When did it start? How did it start? They were questions to which Laurie would very likely never know answers.

In a few short years, or even months, it would be past the point anyone would even think it was her business. A page had turned for Dan, and Laurie was now part of his past tense. Laurie was someone who’d appear fleetingly in shadowy form in dinner party anecdotes. Dan dandling an infant on his lap: Oh Santorini? Yeah I went there with my ex. Eighteen years, and she’d be worth a two-letter descriptor.

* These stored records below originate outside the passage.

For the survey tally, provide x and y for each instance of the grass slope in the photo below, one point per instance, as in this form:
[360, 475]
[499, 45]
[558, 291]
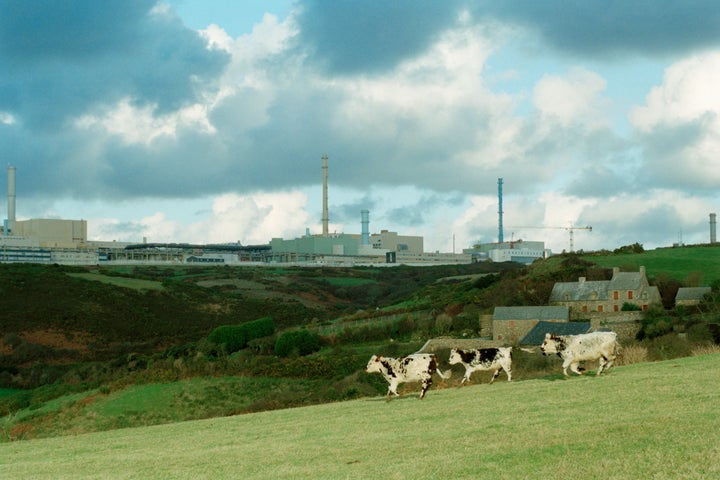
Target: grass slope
[652, 420]
[676, 263]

While Laurie did some exhausted sobbing in lieu of being willing to throw her nice crockery around the room, a clear thought solidified in her mind: I am not only a sad woman. I am a bloody lawyer. I want to know when it started. I want to get this bastard for provable infidelity, even if not sexual. So there will be evidence. THINK.

Megan was into running. And Dan had taken up running, which Laurie was sure wasn’t a coincidence. When he ran, he listened to music. She was confident he was running and not off on any rendezvous, as he regularly came back a beetroot shade and showed her his route on Runkeeper, before dramatically collapsing and saying Laurie best fetch him a medicinal beer.